Behr kept firing his rifle as he looked for protection. Out of the corner of his eye, he spotted Walton and CK, who’d found shelter in a crevice along a thirty-foot-high rock face that ran the length of the ledge. But when Behr tried to fit in, he discovered there wasn’t enough room for all of them. His lower body was exposed, and bullets kicked up dirt near his feet.
At that point, Behr knew he would get hit in the foot or leg if he stayed there. This isn’t going to work.
So he made a quick decision: He stepped out from the wall, took a knee, and started shooting his M4 in the direction of the heaviest fire while he turned his head from side to side looking for cover. But there was no safe spot—at least as far as he could see.
“Damn it,” he muttered.
Here he was, in the open—a perfect target, he thought. And that’s when he felt a sharp pain in his pelvis—a sensation that sent shock waves through his entire body. It was excruciating and Behr had a high threshold for pain. In training, a sergeant had used a fifty-thousand-volt Taser on him and other recruits to show how effective it was in controlling unruly people. Behr held up better than most recruits; he didn’t drop to the floor like some of the others. But this pain was different. It was the equivalent of being Tased and smashed on the hip with a baseball bat at the same time. He was prostrate on the ground while bullets continued to fly over his head.

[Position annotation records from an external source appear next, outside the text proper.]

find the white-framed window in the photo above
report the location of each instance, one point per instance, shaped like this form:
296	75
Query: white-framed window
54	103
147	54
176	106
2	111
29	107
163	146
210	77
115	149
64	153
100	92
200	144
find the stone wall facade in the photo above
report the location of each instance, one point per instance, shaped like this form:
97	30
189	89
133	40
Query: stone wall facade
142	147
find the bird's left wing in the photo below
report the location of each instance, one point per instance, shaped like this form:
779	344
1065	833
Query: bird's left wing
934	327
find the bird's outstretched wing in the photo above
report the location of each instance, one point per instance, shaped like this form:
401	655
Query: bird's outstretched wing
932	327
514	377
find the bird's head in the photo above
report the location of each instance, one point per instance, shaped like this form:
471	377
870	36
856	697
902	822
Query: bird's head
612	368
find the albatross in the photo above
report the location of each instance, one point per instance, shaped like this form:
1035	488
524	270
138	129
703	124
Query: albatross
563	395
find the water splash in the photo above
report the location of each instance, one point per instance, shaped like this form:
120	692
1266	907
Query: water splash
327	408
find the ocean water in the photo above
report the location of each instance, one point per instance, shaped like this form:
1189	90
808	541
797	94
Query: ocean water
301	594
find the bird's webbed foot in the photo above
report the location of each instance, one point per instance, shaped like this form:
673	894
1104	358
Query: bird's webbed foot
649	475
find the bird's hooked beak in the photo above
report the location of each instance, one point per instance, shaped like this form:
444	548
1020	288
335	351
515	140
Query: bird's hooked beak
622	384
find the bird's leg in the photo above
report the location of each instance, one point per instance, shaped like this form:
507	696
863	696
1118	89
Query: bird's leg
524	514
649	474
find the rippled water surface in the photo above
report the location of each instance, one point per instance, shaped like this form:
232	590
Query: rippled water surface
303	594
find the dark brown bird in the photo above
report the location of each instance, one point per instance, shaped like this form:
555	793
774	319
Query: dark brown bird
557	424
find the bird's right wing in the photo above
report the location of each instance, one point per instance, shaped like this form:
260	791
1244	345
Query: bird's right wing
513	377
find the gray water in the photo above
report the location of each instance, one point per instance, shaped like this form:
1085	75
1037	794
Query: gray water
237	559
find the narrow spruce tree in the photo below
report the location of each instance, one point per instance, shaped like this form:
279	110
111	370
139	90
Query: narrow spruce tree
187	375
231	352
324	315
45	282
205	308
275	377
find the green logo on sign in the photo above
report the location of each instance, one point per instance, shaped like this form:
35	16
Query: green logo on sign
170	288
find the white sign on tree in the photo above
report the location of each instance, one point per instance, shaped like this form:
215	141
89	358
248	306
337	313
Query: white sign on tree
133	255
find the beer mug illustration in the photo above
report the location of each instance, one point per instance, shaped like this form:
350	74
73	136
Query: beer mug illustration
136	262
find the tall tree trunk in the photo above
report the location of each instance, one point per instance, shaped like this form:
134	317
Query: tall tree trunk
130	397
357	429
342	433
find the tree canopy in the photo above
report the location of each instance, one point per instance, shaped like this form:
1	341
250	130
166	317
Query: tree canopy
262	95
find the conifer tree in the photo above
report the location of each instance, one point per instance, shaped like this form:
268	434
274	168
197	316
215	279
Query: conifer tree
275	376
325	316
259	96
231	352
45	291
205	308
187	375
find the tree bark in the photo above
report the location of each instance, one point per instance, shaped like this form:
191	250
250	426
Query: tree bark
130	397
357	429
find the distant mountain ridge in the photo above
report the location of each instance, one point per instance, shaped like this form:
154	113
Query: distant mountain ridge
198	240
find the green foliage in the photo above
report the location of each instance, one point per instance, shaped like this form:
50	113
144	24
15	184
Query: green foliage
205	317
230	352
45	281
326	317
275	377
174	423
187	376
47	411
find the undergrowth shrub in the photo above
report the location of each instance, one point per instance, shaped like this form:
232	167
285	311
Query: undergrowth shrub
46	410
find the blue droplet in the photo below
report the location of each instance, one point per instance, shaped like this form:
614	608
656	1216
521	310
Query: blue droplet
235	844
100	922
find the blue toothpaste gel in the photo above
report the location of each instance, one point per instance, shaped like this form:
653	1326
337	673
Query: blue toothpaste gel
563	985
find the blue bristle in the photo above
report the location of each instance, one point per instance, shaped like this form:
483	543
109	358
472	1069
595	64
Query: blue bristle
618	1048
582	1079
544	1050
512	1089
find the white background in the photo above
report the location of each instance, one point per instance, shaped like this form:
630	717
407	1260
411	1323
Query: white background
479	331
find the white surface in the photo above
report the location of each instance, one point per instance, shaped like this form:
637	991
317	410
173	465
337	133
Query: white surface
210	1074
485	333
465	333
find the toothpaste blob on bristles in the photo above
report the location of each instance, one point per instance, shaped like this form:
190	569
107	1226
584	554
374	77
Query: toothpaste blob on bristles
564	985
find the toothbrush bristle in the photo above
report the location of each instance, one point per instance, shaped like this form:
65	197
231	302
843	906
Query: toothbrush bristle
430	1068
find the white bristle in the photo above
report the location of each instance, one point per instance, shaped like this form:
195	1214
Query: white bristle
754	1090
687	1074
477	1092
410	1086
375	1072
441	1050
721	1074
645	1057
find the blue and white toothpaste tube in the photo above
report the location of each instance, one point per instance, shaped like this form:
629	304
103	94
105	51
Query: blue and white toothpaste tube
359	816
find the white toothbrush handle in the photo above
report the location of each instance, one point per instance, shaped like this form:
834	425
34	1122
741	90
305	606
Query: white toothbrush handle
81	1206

“Oh, shit. I just got shot,” he screamed.
He wasn’t sure anyone heard him over the noise. But at that moment he knew he was “combat ineffective.” He was useless. Unable even to lift his rifle, Behr was bleeding profusely. His whole body still reverberated from the shot, and he couldn’t move his right leg at all. An hour into the mission and only minutes into the firefight, his limb was dead—and he knew the round had hit a dangerous part of the body. The pelvis contains a number of arteries, including the femoral. If the femoral had been severed, he would die within minutes. Was he bleeding out? He couldn’t be sure. Shurer would know, but he was down in the wadi with Ford. And with the heavy fire, would Shurer even make it up the hill to treat him? Just then, he heard a voice.
“Hey, Dillon,” Carter said. “Hang in there, man. It’s going to be okay.”
Carter grabbed Behr under his left shoulder and tried to move him out of the line of fire. But within seconds, Behr felt another sharp pain—this one in his right biceps. He had been shot again. Unlike the pelvic wound, though, this round went straight through without hitting bone. Still, his biceps was bleeding and would need to be treated.
A moment later, Behr heard Morales’s voice. “We need to get Ron up here. Fast,” he said.